The testimony filed in the Pension Bureau discloses the following facts:
At the time of the death of the soldier the family, besides himself, consisted of three persons—his father and mother and an unmarried sister. They owned and resided upon a homestead in Wisconsin comprising 293 acres, 20 of which were cleared, the balance being in timber, all unencumbered. The assessed valuation was $1,170, the real value being considerably more. The father was a farmer and blacksmith, healthy and able-bodied, and furnishing a comfortable support, but shortly after the soldier's death he began to drink and his health began to fail. Upon the marriage of the daughter he deeded her 50 acres of the land. He became indebted, and from time to time sold portions of his homestead to pay debts; but in 1882, at the time the mother's application for pension was filed, there still remained 110 acres of land, valued at about $3,300, 40 acres of which was mortgaged in 1880 for $600. Since 1879 the farm had been rented, except 8 or 10 acres reserved for a residence for the family. They owned two cows, and the rent averaged about $125 a year.

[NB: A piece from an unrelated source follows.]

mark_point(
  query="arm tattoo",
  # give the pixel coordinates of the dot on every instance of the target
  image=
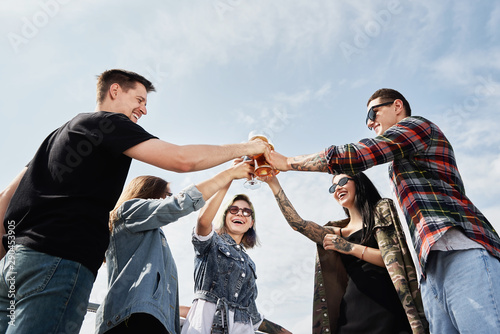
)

This was the condition of affairs as late as 1886, when the claim of the mother for a pension was, after investigation, rejected by the Pension Bureau, and it is supposed to be substantially the same now.
It also appears that a son, born since the soldier's death, and upward of 18 years of age, resides with his parents and furnishes them some assistance.
The claimant certainly was not dependent in the least degree upon the soldier at the time of his death, and she did not file her claim for pension until nearly twenty-one years thereafter.
Though the lack of dependence at the date of the soldier's death is sufficient to defeat a parent's claim for pension under our laws, I believe that in proper cases a relaxation of rules and a charitable liberality should be shown to parents old and in absolute need through default of the help which, it may be presumed, a son would have furnished if his life had not been sacrificed in his country's service.
But it seems to me the case presented here can not be reached by any theory of pensions which has yet been suggested.